Árpád Weisz nasce nel 1896 a Solt, in Ungheria, da genitori ebrei ungheresi e di mestiere fa il calciatore. La prima istantanea che ci viene in mente pensando a Weisz risale al 1924, durante i Giochi Olimpici di Parigi: si gioca Ungheria – Egitto, e la fortissima selezione magiara – in cui militavano, oltre ad Árpád , i ben più noti Ferenc Hirzer e Bela Guttmann – decide di perdere 3-0 contro la modesta formazione nordafricana, in segno di protesta contro le idee antisemite di Miklòs Horti. La partita in questione viene ricordata come “il grande ammutinamento del 1924“.

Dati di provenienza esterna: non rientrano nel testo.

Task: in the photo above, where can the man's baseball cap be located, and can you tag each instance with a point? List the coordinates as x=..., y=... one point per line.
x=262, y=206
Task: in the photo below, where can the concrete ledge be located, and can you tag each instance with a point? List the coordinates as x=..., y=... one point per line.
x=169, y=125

Finita la carriera da giocatore – con trascorsi anche in Italia, nel Padova e nell’Inter – Weisz comincia un lungo girovagare per il mondo che lo porta a fare esperienze in Sud America – soprattutto in Uruguay, la culla del calcio degli anni ’20 -, fino a tornare nel 1926 all’Inter, allora chiamata Ambrosiana, questa volta da allenatore. La carriera da tecnico di Weisz è brillante: a soli 34 anni il tecnico ungherese vince sulla panchina nerazzurra il campionato 1929-1930, diventando il più giovane allenatore a vincere uno Scudetto – record imbattuto -. Weisz non solo rivoluziona il modo di fare calcio in Italia, importando il Sistema Chapman – il 3-2-2-3 chiamato anche WM – ma rivoluziona soprattutto il ruolo dell’allenatore, partecipando in prima persona agli allenamenti della squadra e distaccandosi drasticamente dalla figura di allenatore/direttore tipica degli anni 20′. Si deve a Weisz, tra le altre cose, il grande merito di aver lanciato nel calcio dei grandi il giovane – 17 anni – ed allora mingherlino Giuseppe Meazza, il Balilla, proteggendo e formando quello che da lì a pochi anni sarebbe diventato uno dei più forti giocatori della storia interista ed italiana.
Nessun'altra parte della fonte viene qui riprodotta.